Quello di mettersi in discussione come amanti-praticanti-professionisti fotografici va benissimo, anzi ... ma ho più una "visione" di un tavolo delle trattative con delle sedie vuote.
il senzanome
Il pezzo di Smith si fa rileggere più volte. E non perchè sia difficile da capire, al contrario: si stenta a credere che qualcuno abbia le idee così chiare sull'approccio che un fotogiornalista che si definisce tale (uno, per intendersi, che ha come editore di riferimento - idealmente - il proprio pubblico)dovrebbe avere. Dopo aver letto Smith, è facile far scattare l'applauso. Tutto vero, puro vangelo, direbbe un Maestro d'altro genere. E' importantissimo che Smith abbia messo giù chiaramente qual'è il compito del fotogiornalista. Ancora più importante, che abbia rifiutato una certa impostazione che vorrebbe il fotografo responsabile solo del momento dello scatto, e non dell'uso che si fa dele sue immagini. Balle: il fotografo che lascia che sia una redazione a manipolare le sue foto dà il suo tacito assenso a farlo (sto parlando, ovviamente, facendo finta che non esistano strutture con ben più potere dei fotografi.... diciamo che questo vale in un mondo perfetto in cui fotogiornalisti e redattori hanno pari poteri)

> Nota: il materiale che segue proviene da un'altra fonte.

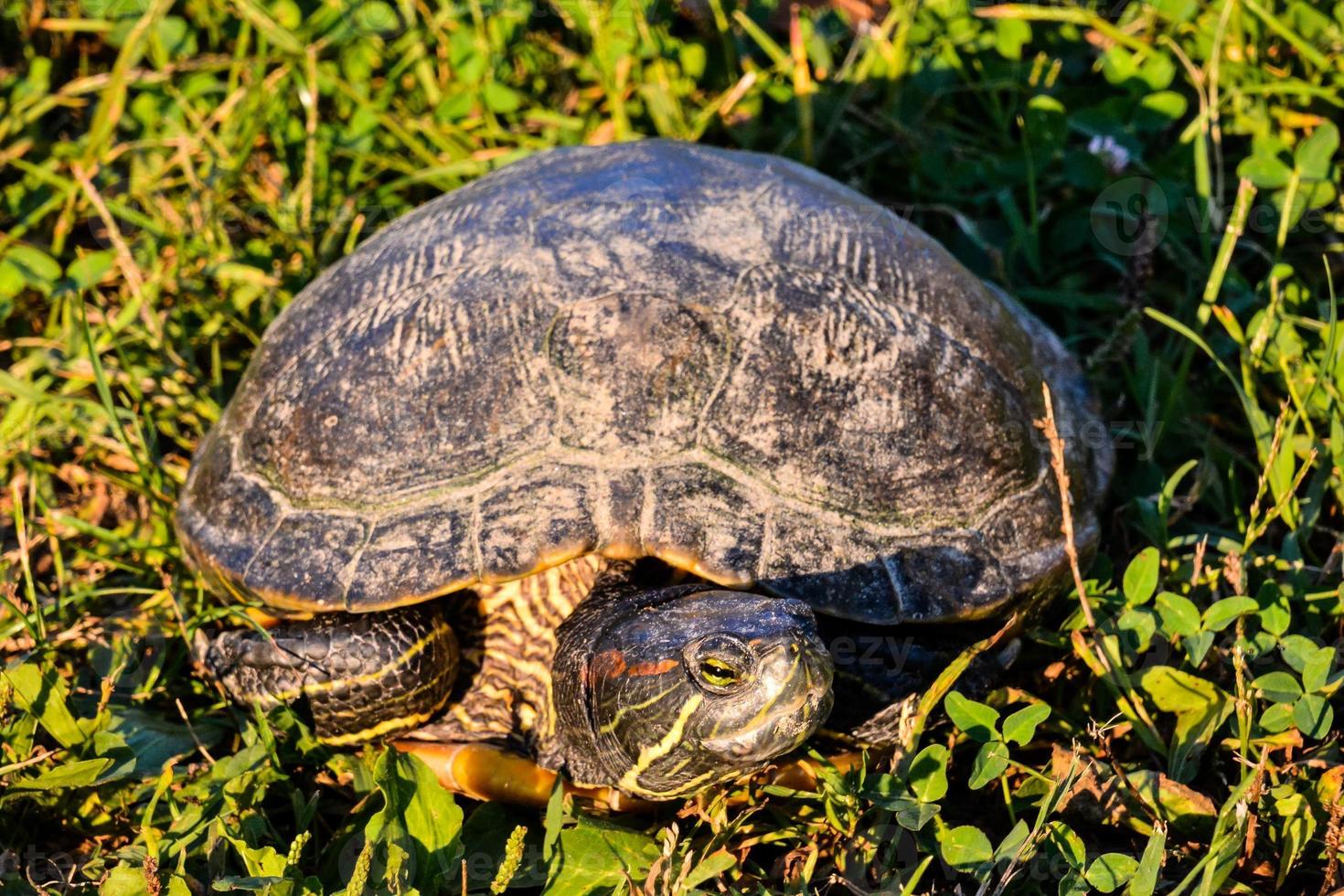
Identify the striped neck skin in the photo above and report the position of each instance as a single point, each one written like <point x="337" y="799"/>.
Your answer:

E però. Il discorso di Smith ha in sé alcune conseguenze che sarebbero autodistruttive per il fotogiornalismo: tra le tante, il rifiutare incarichi su incarichi, alla ricerca della propria integrità morale, porterebbe in certi casi alla fine delle notizie fotografiche. Se tutti i fotogiornalisti domani decidessero di non pubblicare le proprie foto se non in pubblicazioni "adatte", eticamente adatte, nessuno racconterebbe più niente. Con non so quanti vantaggi per i lettori (pochi, credo).
(certo, una unione così massiccia dei fotogiornalisti forse porterebbe effettivamente a qualche cambiamento. Ma credo si sia capito bene quello che voglio dire)
Ovvio, parliamo di una persona, Smith, che ha scommesso tutto sulla sua integrità e ne ha accettato fino in fondo le conseguenze. Ma credo che il suo approccio si possa anche declinare e interpretare in modo un pò più soft: cercare le pubblicazioni più adatte, quelle la cui intelligenza nella ricerca della verità sia alta, vicina alla sensibilità del fotografo richiamata da Smith. Un fotogiornalista che non pubblica, semplicemente, si guarda le foto a casa sua, e cessa di essere un fotogiornalista.